Magnetism is a strange force. It is able to push and pull objects without touching them. Using the correct number and placement of magnets , almost any object can be induced to float , seemingly weightless above the ground.

Also, how do magnetic levitation toys work? Spin Stabilized Magnetic Levitation Though magnets can repel one another, you can't make one magnet just float in the air above another magnet. The floating magnet tends to fall to the side, or flip around to attract to the base magnet. To make levitation work , you need to add stability.

Magnetic levitation maglev or magnetic suspension is a method by which an object is suspended with no support other than magnetic fields.

Magnetic force is used to counteract the effects of the gravitational acceleration and any other accelerations. The small globe has a magnet in it and the top of the device is an electromagnet. The electromagnet is pulling up on the magnet in the globe just enough to balance the earth's gravity pulling down on it. The two forces are equal and opposite so the globe floats in mid-air!

Until the table gets bumped. Asked by: Fedor Samanns science physics How does the magnetic floating globe work? Last Updated: 9th October, Heath Gumpel Professional.

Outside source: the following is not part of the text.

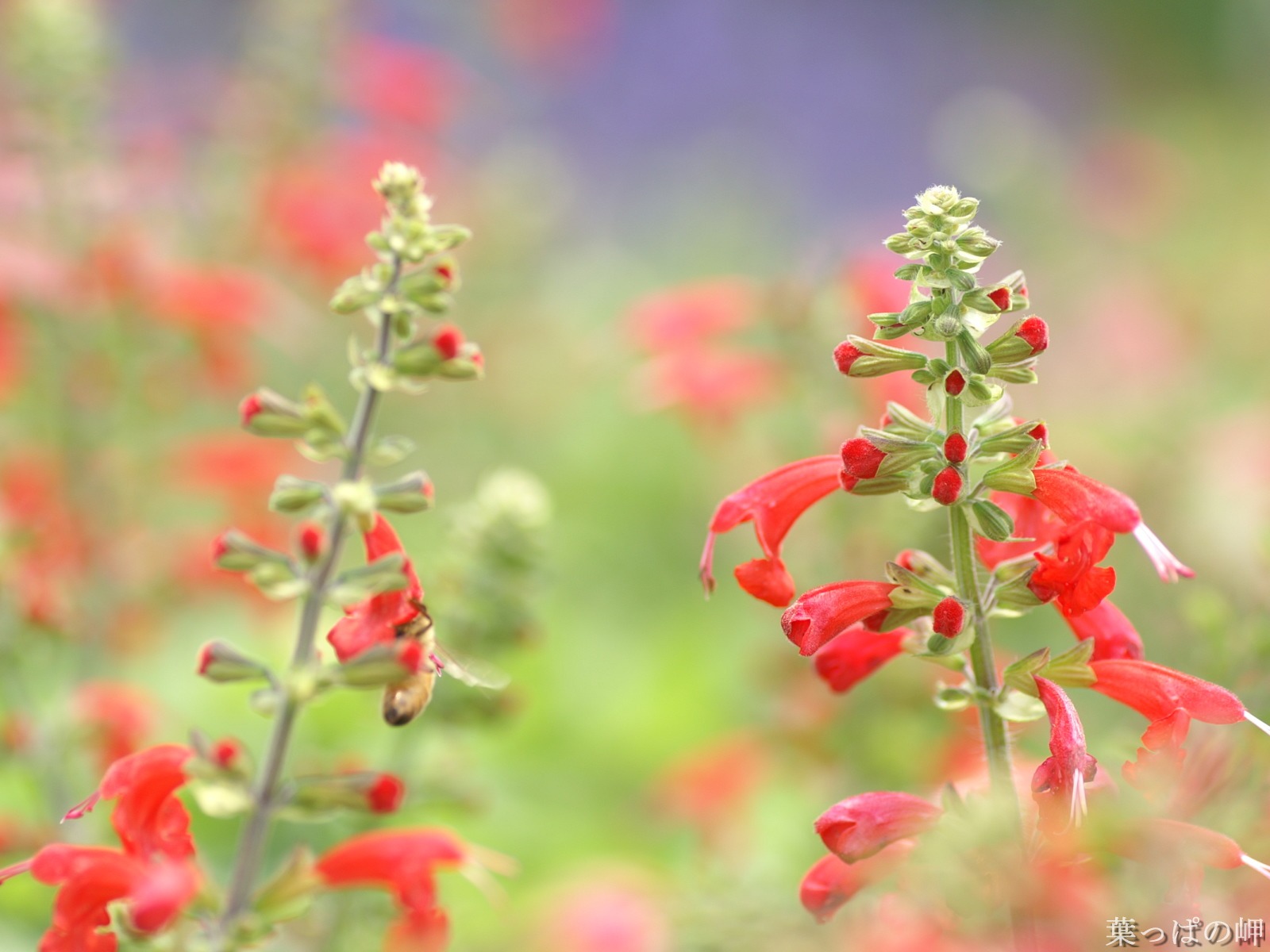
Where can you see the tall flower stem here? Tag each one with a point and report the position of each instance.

Can magnets float air? Sadly, you can 't make a magnet magically float in the air above another magnet. At least, that's true if you're using just a pair of strong magnets. Gwenaelle Graziela Explainer. How do you fix a levitating globe? Undo the top part of the levitating globe assembly with your screwdriver. My levitating globe only worked sporadically and finally it quit working at all so I had nothing to lose and chose to tear it apart because I just wanted to see what was inside and how it worked.

My fix was simple: I snipped off the two potentiometers inside and it started levitating again. Why, don't know. Maybe they were just way out of wack but I did try adjusting them for a long time before I decided to cut them out.

I also tested them with a multi-meter after I took them out and they were both working. Although when I first took the base apart, one of the pins on one of the potentiometers was broken and I had to resolder it to the board but that did not fix my levitator. I think that the occasional bashing the base gets when you let the magnet impact the base may eventually break some solder connections and perhaps this caused the initial problem.

Don't know. Please note: I do not suggest this as a fix for your broken levitator.